Brian Hayden on the Reuther Uniform System and other self-transposing systems

Thank-you for your eMail about the "Reuther System".  This isn't the Hayden System; the semitone intervals between the notes are 2, 1, 1; whereas the Hayden system has 7, 2, 5.  It is probably one of the earliest self-transposing systems to be invented; being first patented in 1811 (Pat. No. 3404) by Trotter for the Piano or Organ: there are no known instruments deriving from Trotter.

It was later reinvented but in a 6 row form by Janko later in the nineteenth century (1885 Pat. No. 536), for the Piano. Quite a number of Janko instruments were made and several still exist; Rubenstein is said to have tried it and very much liked it; however it was the piano teachers who managed to kill off the system, as they made most of their money not from teaching virtuosos, but by continual repeat lessons to ordinary amateur players just to learn to play in more and more difficult keys.

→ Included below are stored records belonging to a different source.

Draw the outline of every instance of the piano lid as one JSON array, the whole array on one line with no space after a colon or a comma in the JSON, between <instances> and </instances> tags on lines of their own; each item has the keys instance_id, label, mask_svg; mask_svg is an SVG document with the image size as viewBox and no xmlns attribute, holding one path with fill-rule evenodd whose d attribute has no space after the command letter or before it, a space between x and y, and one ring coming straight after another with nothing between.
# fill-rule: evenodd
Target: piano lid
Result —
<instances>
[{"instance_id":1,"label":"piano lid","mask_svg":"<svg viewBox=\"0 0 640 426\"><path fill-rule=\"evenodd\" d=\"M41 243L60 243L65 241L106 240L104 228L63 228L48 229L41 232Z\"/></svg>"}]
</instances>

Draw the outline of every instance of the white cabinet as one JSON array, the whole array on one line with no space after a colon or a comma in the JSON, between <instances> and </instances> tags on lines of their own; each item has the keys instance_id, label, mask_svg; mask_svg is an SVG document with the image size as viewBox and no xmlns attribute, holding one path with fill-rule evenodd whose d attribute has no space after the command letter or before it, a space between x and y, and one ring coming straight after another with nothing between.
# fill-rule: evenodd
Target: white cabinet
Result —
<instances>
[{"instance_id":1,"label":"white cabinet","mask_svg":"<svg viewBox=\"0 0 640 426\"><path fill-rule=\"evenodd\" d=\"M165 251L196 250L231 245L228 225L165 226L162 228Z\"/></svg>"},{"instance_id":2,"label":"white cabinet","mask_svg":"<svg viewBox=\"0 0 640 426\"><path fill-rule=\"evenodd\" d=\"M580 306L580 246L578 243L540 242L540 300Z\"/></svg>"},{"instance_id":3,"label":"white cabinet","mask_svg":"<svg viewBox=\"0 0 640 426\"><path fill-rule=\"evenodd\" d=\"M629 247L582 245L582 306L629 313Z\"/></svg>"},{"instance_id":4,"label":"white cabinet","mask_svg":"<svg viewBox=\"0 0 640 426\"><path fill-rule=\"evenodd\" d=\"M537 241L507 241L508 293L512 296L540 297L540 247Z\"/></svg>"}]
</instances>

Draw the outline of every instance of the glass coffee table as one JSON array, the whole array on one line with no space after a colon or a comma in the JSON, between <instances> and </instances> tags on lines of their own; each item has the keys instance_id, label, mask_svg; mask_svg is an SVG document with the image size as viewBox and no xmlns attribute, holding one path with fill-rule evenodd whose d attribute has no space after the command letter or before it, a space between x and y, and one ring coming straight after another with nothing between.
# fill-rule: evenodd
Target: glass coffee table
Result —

The system was then reinvented for the accordion around the beginning of the last century under the name "Uniform System", at a similar time as the " Continental Chromatic Accordion System" (with intervals 3, 1, 2.). The advantages of a much narrower octave on the "C.C.", seems to have given it the edge over the "U.S." and that is the one that has become popular.  The Uniform System may be ordered from several Italian accordion makers on a one-off basis.

Self-transposing systems work by having a triangle of the keyboard touches with the musical interval at constant recurring form. If we take the largest sensible musical interval to be an octave (12 semitones), it might be assumed that there could be as many as 12!/3! (factorial 12 divided by 6) possible keyboards.  However on closer mathematical inspection we find that this is not the case.  Look at it another way.  Of the 3 musical intervals in semitones, there is a greatest interval G (any whole number from 2 to 12) and the least interval L (obviously G & L cannot be the same number); the other interval is the difference between the two i.e. G - L, which we will call D.  D is obviously less than G but it might be the same as L as in the case of the "Uniform System" which we were looking at.  The number of possible keyboards is also reduced by a further couple of factors. If G is an even number then L cannot be an even number because D would also be even, and this would only generate the notes of a whole tone scale; and further if G is divisible by 3, L cannot be divisible by 3 or D would be divisible by 3 thereby only generating only the notes of a diminished seventh chord.

So the only possible fundamentally different self-transposing keyboards are as follows in the order G, L, D:- (1) 2, 1, 1.  (2) 3, 1, 2. (3) 4, 1, 3. (4) 5, 1, 4.  (5) 5, 2, 3. (6) 6, 1, 5. (7) 7, 1, 6. (8) 7, 2, 5. (9) 7, 3, 4. Higher intervals than 7 do not generate useful keyboards, I won't list all these, with the notable exception of (24) 12, 5, 7. And of course simply a single run of semitones which I shall call - (0) 1.
 
Some people see the "square form" of keyboard as different from the ones that have set intervals in triangles, however I see this as a special case with right angled triangles, where one set of intervals is about to form into another. Take for example the Pitt-Taylor 1922 Pat.No. 208274 keyboard.  with semitones along the rows of notes and half octaves above them,  i.e. a rows of notes:

Looked at one way is G,L,D. : 6, 1, (5).  or the other (7), 1, 6.

In addition mirror images and keyboards which are turned upside down are not fundamentally different.  A good example of this is the B continentinal chromatic keyboard, which is the mirror image of the C continental chromatic keyboard.

I hadn't come across this system under that name before, however I have met it on Accordions before where it is usually called the "Uniform System".  I have turned up an article by Albert Delroy from "Accordion Times" about 20 years ago, (regret I only have a photocopy of the article not the whole magazine to date it exactly).  He writes that it was invented in that form for the Accordion by John H. Reuther of New York.  He also mentions that it already existed as the "Austrian" system but with round buttons. The Scottish Accordionist, the late Jimmy Blair, was an exponent of this system.

Out of the mathematically possible systems, 9 have been patented, proposed, or made; including one by Wheatstone. The Wheatstone patent is 1844 Pat. No. 10041: see figures 7 & 8 of that patent.  This is G.L.D.  5, 1, 4. GLD 12, 5, 7 will be found as Wesley 2002 (US Patent # 6501011) although I did mention the possibility of this as a squashed form of mine if you read the text very carefully. And finally, there is a free bass keyboard for the accordion Ronald Merrett, 1956 pat. no. 856926,  which is GLD 7, 4, 3.